Wirtschaft
anders denken.

FAZ macht mobil

23.10.2016
Foto: KrauszWachstum als Chiffre: abfliegen, ankommen, davoneilen, konsumieren, dabei sein.

Das Leib- und Magenblatt der Wirtschaftselite polemisiert gegen Wachstumskritiker und behauptet, Wachstumskritik sei Rückschritt.

»Ob TTIP-Gegner oder Romantiker: Degrowth ist im Trend. Die Protestbewegung eint Wachstumskritiker aller Länder. Der Fortschritt hat kaum noch Freunde.«
Das sollte man der FAZ lassen: Sie schafft es in einem kurzen Vorspann vom Tisch zu fegen, was ihr nicht passt. Wenn der Fortschritt kaum noch Freunde hat, weil sich Wachstumskritiker aller Länder (Vorsicht: Marx!) vereinen, heißt das im Umkehrschluss: Wachstumskritik ist Rückschritt. Eigentlich könnte der Artikel hier enden. Ist ja alles gesagt. Leider ist der Text länger geworden.

Der Autor, Rainer Hank, ist bei der Frankfurter Allgemeinen Sonntagszeitung (FAS) verantwortlicher Redakteur für Wirtschaft und »Geld & Mehr«. Vielleicht liegt es daran. »Geld & Mehr« verpflichtet irgendwie. Zum Beispiel dazu, eine Frau namens Grimmenstein-Balas aus Lüdenscheid, deren Name, Wohnort und Beruf der Presse allerlei Anlass zu feiner Häme geben – die Frau ist Flötenlehrerin – noch einmal in die Ecke zu stellen, in die sie in Hanks Augen gehört: Schämen Sie sich, Frau Grimmenstein-Balas. 70.000 Unterschriften hat sie gegen CETA und TTIP gesammelt. Sie ist stolz darauf, die FAZ findet es am Ende brandgefährlich, weil im Zentrum all dieser Proteste gegen Freihandelsabkommen der Kampf gegen Wachstum steht. In Deutschland gebe es dafür »glühende Sympathisanten«, in Österreich seien sie gleich »hundertfünfzigprozentig«.

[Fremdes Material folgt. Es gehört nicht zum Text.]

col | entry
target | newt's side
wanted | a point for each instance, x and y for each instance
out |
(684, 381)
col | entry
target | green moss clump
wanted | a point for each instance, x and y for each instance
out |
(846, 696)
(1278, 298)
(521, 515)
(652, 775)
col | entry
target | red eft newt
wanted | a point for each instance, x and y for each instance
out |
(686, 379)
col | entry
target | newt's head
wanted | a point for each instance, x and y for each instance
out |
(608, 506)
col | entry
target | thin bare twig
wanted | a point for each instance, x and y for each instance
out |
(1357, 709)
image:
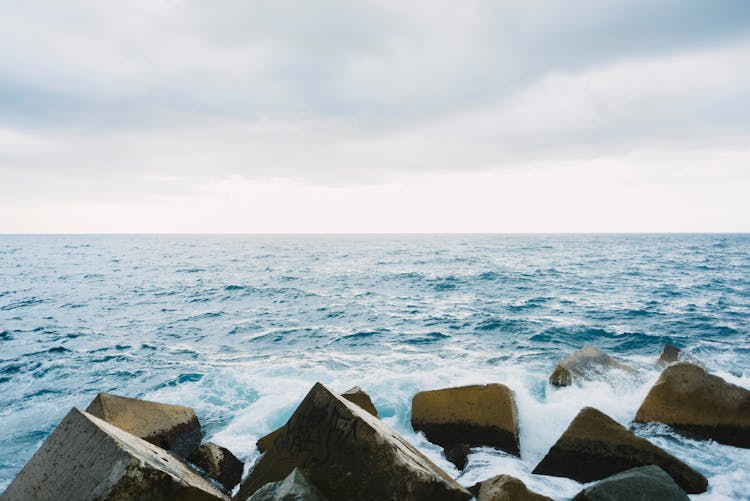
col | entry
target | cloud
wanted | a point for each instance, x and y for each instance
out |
(116, 102)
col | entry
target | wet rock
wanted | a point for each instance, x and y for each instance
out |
(359, 397)
(692, 401)
(349, 454)
(587, 364)
(505, 488)
(458, 454)
(295, 487)
(474, 415)
(595, 447)
(266, 442)
(171, 427)
(219, 463)
(355, 395)
(87, 458)
(669, 354)
(645, 482)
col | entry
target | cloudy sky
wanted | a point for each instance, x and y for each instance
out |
(374, 116)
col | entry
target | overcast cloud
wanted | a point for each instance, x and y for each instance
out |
(137, 109)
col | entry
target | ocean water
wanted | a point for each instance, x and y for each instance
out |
(240, 327)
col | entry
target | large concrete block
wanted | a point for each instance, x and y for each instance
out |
(595, 446)
(171, 427)
(349, 454)
(695, 402)
(86, 458)
(473, 415)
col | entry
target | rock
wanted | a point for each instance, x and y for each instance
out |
(219, 463)
(266, 442)
(474, 415)
(87, 458)
(645, 482)
(359, 397)
(355, 395)
(349, 454)
(171, 427)
(458, 454)
(692, 401)
(669, 354)
(505, 488)
(587, 364)
(595, 446)
(295, 487)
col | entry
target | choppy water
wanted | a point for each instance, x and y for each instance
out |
(240, 327)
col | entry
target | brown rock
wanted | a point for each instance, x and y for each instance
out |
(695, 402)
(458, 454)
(349, 454)
(266, 442)
(505, 488)
(669, 354)
(219, 463)
(587, 364)
(644, 482)
(86, 458)
(355, 395)
(474, 415)
(171, 427)
(359, 397)
(595, 446)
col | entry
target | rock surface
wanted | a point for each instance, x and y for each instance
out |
(355, 395)
(595, 446)
(266, 442)
(359, 397)
(587, 364)
(645, 482)
(505, 488)
(695, 402)
(295, 487)
(87, 458)
(349, 454)
(474, 415)
(171, 427)
(669, 354)
(219, 463)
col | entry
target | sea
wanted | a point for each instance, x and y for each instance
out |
(240, 327)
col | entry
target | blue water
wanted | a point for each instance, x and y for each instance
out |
(240, 327)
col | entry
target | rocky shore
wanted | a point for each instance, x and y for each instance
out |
(334, 446)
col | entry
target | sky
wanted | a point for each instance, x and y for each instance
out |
(374, 116)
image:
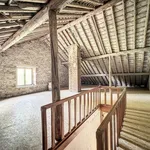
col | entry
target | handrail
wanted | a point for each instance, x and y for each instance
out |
(109, 130)
(87, 103)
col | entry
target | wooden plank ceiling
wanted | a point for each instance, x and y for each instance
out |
(122, 27)
(99, 29)
(14, 14)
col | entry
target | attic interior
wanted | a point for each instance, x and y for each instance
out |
(74, 74)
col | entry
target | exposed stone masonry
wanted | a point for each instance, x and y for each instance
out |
(34, 53)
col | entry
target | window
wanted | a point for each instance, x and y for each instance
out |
(25, 76)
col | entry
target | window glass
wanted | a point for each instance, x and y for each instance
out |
(25, 76)
(20, 76)
(28, 76)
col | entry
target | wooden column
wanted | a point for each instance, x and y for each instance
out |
(149, 83)
(74, 69)
(55, 75)
(110, 83)
(110, 74)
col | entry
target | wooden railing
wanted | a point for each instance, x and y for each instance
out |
(77, 110)
(109, 131)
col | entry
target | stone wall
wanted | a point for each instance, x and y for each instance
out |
(33, 53)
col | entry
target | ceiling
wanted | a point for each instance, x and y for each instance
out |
(123, 27)
(119, 29)
(14, 14)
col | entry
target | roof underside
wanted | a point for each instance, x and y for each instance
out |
(14, 14)
(121, 27)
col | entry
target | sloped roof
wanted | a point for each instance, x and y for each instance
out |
(119, 28)
(122, 27)
(15, 14)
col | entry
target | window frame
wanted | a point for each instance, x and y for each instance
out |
(33, 70)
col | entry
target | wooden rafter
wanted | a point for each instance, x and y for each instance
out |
(117, 74)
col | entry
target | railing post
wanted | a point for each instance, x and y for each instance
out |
(53, 110)
(44, 128)
(100, 140)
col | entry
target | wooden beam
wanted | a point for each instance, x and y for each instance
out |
(55, 76)
(110, 72)
(147, 49)
(9, 25)
(35, 22)
(33, 1)
(149, 82)
(42, 16)
(98, 10)
(146, 23)
(93, 2)
(29, 6)
(14, 9)
(74, 11)
(76, 5)
(116, 74)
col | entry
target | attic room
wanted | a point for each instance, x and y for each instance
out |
(74, 74)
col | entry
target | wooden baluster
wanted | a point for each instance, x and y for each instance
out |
(91, 100)
(111, 96)
(111, 135)
(44, 129)
(117, 114)
(75, 112)
(69, 115)
(87, 103)
(99, 95)
(118, 91)
(106, 138)
(94, 99)
(100, 141)
(114, 127)
(80, 104)
(62, 123)
(84, 106)
(53, 109)
(105, 96)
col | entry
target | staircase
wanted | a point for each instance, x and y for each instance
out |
(135, 133)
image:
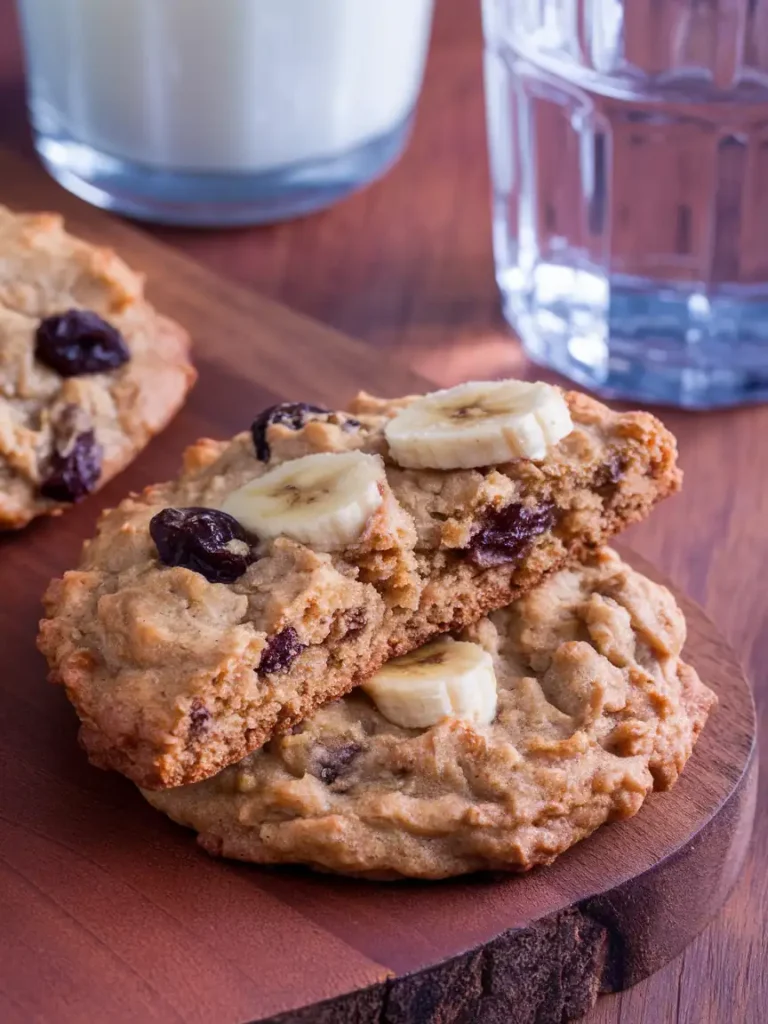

»Seit der Club of Rome im Jahr 1972 seine wirkungsmächtigen Grenzen des Wachstums‘ veröffentlicht hat, macht sich in der Bevölkerung ein weitverbreitetes Gefühl der Schuld für menschlichen Übermut und der Sorge vor der Zukunft breit.«
Was ist eine Präposition unter Freunden, möchte man ausrufen. Denn es scheint der FAZ egal zu sein, ob es sich hier um Sorge vor oder Sorge um etwas handelt. Wachstumskritiker – Kritikerinnen gibt es nicht, laut FAZ, obwohl Frau Grimmenstein-Balas eine zu sein scheint – haben also Sorge vor der Zukunft. Vielleicht, weil sie nicht wissen, was danach kommt, wer weiß das schon. Ansonsten sorgen sie sich um nüscht.
Die »Dominanz des grünen Paradigmas« habe die Wachstumskritik in den tonangebenden Kreisen inzwischen zur Selbstverständlichkeit werden lassen, schreibt die FAZ: »…salonfähig in der Mitte der Gesellschaft und zugleich Teil einer millionenschweren Nachhaltigkeitsindustrie.« Im Zuge dessen habe es sogar eine Enquete-Kommission des Bundestages gewagt, den Versuch zu unternehmen, dem Bruttoinlandsprodukt den Todesstoß zu versetzen. Stirbt das BIP, sterben wir auch, scheint uns der Autor sagen zu wollen.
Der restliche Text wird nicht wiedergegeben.